In this guest post, Derek Tharp – our new Research Associate at Kitces.com, and a Ph.D. candidate in the financial planning program at Kansas State University – analyzes the Phi study and delves deeper into exactly what it is, how it is measured, and what conclusions should (and shouldn't) be drawn from this study.
Because while the researchers did find a statistically significant relationship between Phi (as measured by self-reported purpose, habits, and incentives), and organizational outcomes, client satisfaction, and employee engagement, it's not entirely clear what the results actually prove.
The challenge, in part, is that the study itself didn't actually evaluate organizational performance, client satisfaction, or employee engagement! Instead, the researchers evaluated self-reported assessments of organizational performance, client satisfaction, and employee engagement, and compared them to self-reported statistics on Phi (for the entire organization).
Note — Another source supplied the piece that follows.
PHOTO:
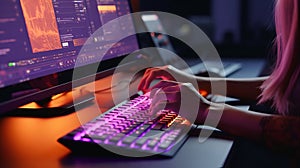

And this distinction is meaningful, because it isn't exactly clear that employees make valid or reliable assessments of company-wide motivational forces, nor the entire company's organizational performance, client satisfaction, or employee engagement — and especially when these employees may not actually even know if clients' goals are being met (how "organizational performance" was defined), whether clients or satisfied, or whether other employees within a large multinational financial services firm are actually even engaged!
In addition, there's the fundamental challenge that a correlation between two data points doesn't necessarily prove causation either. In other words, the fact that high-performing organizations also report higher Phi doesn't mean the higher Phi caused the better results. Perhaps organizations that are already outperforming simply attract more motivated employees (which means the causality goes the other direction).
In the end, the Phi study did ask some interesting questions and set out with some lofty ambitions to evaluate the impact of motivational forces - a question that is admittedly not easy to study. But until further research can tie Phi to actual outcomes or provide evidence that the self-reported measures are assessing something meaningful in a valid and reliable way, then the conclusions we can actually draw from the Phi research are limited.